While in line at Target, use an app to practice your lapsed German skills for an upcoming trip.
Check in for your upcoming flight, get a good boarding group. Still in line at Target.
Read a frustrating and unrealistic article about all the things you could do in a year without a smartphone which somehow includes having sex 44 times a day but just for five minutes at a time (wait, what?), read a bunch of hilarious replies to it on Twitter. Still in line at Target.
Receive a text from your cousin that includes a recipe for perfect ramen noodles in it, and a wish to make it for you at your next Dungeons & Dragons game. Bask in the thought.
Fill out a doodle poll about which summer weekend to get away for a retreat with your women friends.
Go for a run, tracking your minutes and pace while streaming your best friend’s running playlist for inspiration.
Order wine glasses for your mother-in-law’s birthday to arrive on her birthday, because she said her supply had been decimated by many holiday gatherings.
Sign up as a crowdfunder of a promising new writer, in exchange getting early access to her stories and essays and other works.
Find your husband’s missing keys using the Tile app.
Have a warm moment seeing on Facebook Memories a video of your now-teenager, then-toddler daughter meeting the ocean with her grandfather, share it on your family Slack so your mother has a similar warm moment.
Text with your vet about your dog’s respiratory virus symptoms, cancel her boarding reservation using an app, use texting to coordinate a team of close friends to drop by multiple times a day.
Send brother money for sandwiches on Venmo for when he has his lunch breaks with your dog.
Assuage your daughter’s panic that she finished the latest book in the Best Series Ever and can’t possibly spend the next four days not knowing what happens next by downloading the audiobook on Audible, delivered to her smartphone.
At the airport, get a TripIt alert that your boarding gate has changed.
Check in with the dog sitters that everything is going ok so far.

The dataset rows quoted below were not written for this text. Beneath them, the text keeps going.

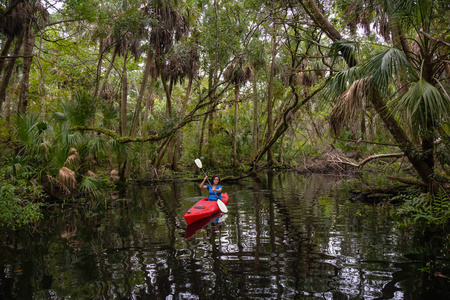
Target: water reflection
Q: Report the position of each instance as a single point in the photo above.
(285, 237)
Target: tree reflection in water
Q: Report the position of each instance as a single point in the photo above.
(285, 237)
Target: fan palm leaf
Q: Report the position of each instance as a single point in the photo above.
(91, 185)
(385, 68)
(423, 104)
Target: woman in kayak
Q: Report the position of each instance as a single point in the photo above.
(215, 190)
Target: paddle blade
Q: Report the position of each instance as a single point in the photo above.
(222, 206)
(198, 162)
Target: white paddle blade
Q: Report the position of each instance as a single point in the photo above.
(198, 162)
(222, 206)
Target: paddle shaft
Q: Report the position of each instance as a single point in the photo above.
(210, 183)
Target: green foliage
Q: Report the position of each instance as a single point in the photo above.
(91, 186)
(17, 201)
(431, 210)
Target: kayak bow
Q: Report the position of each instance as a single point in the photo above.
(204, 208)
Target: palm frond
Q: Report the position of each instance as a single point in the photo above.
(346, 49)
(423, 104)
(349, 104)
(73, 156)
(91, 186)
(67, 178)
(386, 67)
(339, 82)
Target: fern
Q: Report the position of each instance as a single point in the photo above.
(432, 210)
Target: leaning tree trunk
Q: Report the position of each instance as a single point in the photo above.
(9, 69)
(26, 67)
(422, 168)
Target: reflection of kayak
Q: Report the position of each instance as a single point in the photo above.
(203, 209)
(192, 229)
(196, 226)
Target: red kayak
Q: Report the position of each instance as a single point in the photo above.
(203, 208)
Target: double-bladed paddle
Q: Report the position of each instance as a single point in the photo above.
(222, 206)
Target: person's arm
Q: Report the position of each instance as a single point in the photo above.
(218, 189)
(202, 185)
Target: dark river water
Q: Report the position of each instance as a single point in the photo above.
(286, 236)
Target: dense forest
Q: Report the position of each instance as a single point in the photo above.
(97, 92)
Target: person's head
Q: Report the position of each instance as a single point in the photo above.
(215, 179)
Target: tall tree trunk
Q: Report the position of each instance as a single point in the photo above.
(236, 106)
(255, 120)
(270, 94)
(168, 112)
(314, 12)
(26, 67)
(202, 136)
(9, 69)
(150, 102)
(142, 90)
(108, 71)
(179, 140)
(41, 80)
(123, 102)
(5, 52)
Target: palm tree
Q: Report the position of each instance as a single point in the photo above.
(238, 73)
(422, 73)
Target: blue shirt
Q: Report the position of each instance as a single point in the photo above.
(212, 194)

Get to your destination, Lyft to the hotel using the app, register online for the conference you are speaking at almost solely because of connections you made on Twitter.
Check in with the dog sitters again.
(Yes, you’re that kind of dog mom).
Sure, play Candy Crush less, check in on Facebook less. Garden, read, have frequent sex (but less frequently than 44 times a day maybe, and for longer than 5 minutes at a time, c’mon people), pick up trash in the ocean — all of that sounds good, and healthy, and prosocial. I’m on board.
But all smartphone time is not created alike, and let’s not forget the value they’ve added to our lives.